The State of Illinois was a feature in Urban Land Institute's April edition. Out of all of the projects that were featured - Evanston and their new rapid transit commercial and residential development - and Rogers Park for the TIF on Sheridan Road. Has anyone in Rogers Park heard ALL of the Loyola Plan? Have any additional information? Did the TIF meetings cover the development?
How a TIF Transformed a Neighborhood
How does one jump-start development in a transitional neighborhood where about 70 percent of the housing stock is rental and where there is not a lot of land available for redevelopment? By using tax increment financing (TIF), among other strategies, says Mike Haney, president of Newcastle Limited, a national commercial real estate advisory firm specializing in providing nonprofit organizations with real estate advisory, development, and investment services.
Loyola University turned to Chicago-based Newcastle Limited to create a strategy for obtaining public financial support for redevelopment and to promote economic development and enhance the student experience in the adjacent neighborhood of Rogers Park, home to Loyola’s 50-acre lakefront campus. “The result is an economic development tool that will make Loyola University’s campus and surrounding area more vibrant and attractive to students, faculty, and neighbors,” says Haney.
Over the past 20 years, the diverse Rogers Park neighborhood has undergone demographic and economic changes resulting in a lack of private investment, inadequate utilities, deteriorated infrastructure, and reduced property values. Rogers Park lacked larger land parcels for development and, according to the 2000 U.S. Census, the median family income was about $34,728. Newcastle worked with Loyola to master plan 5.4 acres of underused land adjacent to the campus, oversaw the creation of a 70-acre TIF district, established a framework for garnering community support, and led negotiations with the city of Chicago for economic incentives to help fund the plan.
The firm also conducted a sealed-bid offering of a 32,000-square-foot development site, the first of five phases for the planned redevelopment. Newcastle also helped Loyola use real estate to recapitalize the university by identifying surplus properties that did not add to its core mission. But instead of selling these properties, Newcastle recommended leasing them to enhance the student experience and improve the community while allowing Loyola to retain control of the property for future use.

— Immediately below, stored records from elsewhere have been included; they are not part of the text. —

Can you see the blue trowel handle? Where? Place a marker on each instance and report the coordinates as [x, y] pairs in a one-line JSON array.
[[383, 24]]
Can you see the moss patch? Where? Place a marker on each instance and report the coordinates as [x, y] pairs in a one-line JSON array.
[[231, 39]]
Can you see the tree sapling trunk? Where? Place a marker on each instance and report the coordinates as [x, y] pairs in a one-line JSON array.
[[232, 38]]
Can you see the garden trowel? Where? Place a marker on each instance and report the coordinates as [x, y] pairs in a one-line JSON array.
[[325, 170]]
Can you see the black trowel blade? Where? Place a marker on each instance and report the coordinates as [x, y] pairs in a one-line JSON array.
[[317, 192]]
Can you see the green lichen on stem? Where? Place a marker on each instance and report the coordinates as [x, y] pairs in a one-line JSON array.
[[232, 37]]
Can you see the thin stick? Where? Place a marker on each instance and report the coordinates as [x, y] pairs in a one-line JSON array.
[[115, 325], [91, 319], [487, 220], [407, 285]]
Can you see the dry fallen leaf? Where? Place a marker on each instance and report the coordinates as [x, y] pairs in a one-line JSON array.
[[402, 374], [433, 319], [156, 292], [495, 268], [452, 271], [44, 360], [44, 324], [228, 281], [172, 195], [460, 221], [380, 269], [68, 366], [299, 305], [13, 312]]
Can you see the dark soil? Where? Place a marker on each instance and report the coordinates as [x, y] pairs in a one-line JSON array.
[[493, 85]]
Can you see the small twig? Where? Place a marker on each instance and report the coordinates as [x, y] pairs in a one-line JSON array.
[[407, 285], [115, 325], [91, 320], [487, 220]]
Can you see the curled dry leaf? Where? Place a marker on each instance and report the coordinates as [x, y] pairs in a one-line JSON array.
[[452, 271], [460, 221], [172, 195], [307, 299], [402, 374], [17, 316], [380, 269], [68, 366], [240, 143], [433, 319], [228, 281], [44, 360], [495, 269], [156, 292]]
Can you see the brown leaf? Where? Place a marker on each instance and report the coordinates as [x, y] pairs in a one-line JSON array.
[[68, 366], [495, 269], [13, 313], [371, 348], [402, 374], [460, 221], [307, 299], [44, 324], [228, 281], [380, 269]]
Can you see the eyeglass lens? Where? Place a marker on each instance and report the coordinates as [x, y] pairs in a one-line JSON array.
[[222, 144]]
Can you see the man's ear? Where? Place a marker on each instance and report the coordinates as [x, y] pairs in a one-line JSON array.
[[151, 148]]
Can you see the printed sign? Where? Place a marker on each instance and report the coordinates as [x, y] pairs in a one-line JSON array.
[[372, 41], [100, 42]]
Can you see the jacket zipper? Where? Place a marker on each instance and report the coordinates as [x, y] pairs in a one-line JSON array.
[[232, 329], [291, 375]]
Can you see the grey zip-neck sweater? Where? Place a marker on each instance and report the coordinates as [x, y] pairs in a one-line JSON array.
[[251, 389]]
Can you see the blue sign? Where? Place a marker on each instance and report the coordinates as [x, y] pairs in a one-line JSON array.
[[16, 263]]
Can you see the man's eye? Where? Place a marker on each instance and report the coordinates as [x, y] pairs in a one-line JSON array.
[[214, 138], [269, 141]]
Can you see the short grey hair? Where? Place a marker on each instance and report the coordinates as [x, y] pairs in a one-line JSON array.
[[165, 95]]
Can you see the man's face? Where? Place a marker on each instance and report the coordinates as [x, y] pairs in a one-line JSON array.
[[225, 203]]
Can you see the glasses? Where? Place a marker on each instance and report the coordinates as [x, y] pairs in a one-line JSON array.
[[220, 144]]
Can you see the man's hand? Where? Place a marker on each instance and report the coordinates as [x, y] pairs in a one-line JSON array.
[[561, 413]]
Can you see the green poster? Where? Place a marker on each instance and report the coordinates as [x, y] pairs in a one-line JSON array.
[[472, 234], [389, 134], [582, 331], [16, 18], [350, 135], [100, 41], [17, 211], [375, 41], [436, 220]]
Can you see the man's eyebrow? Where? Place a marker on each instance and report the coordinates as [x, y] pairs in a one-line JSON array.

Newcastle negotiated a redevelopment agreement with the city granting Loyola $46 million toward the $85 million preservation of a national historic landmark, infrastructure, and streetscape improvements throughout the community. “We believe that a TIF was the right tool to use to jump-start mixed-use development of property adjacent to Loyola’s campus, and to look comprehensively at important gateways to the campus and the city of Chicago,” says Wayne Magdziarz, Loyola University’s vice president of capital planning.
The result is Loyola Station, a new transportation- and university-oriented development in Rogers Park. The mixed-use project represents the first of five phases in the 5.4-acre, $400 million redevelopment on university-owned land surrounding the Chicago Transit Authority’s Loyola Station “L” stop. As the master developer, the university established economic development and urban planning objectives to guide future development.
Phase I of the planned 400,000-square-foot mixed-use development is scheduled for completion in 2008. Some of the people involved in this project claim it will play a critical role in the transformation of the area by bringing new vitality in the form of retail and residential development; lead to streetscape improvements; and help renovate the historical landmark.
“Loyola Station will be one of the largest comprehensive developments undertaken on the north side of Chicago in the past 20 years,” says Haney.—M.S.
Mike Sheridan, a past president of the National Association of Real Estate Editors, is a financial journalist based in Parsippany, New Jersey.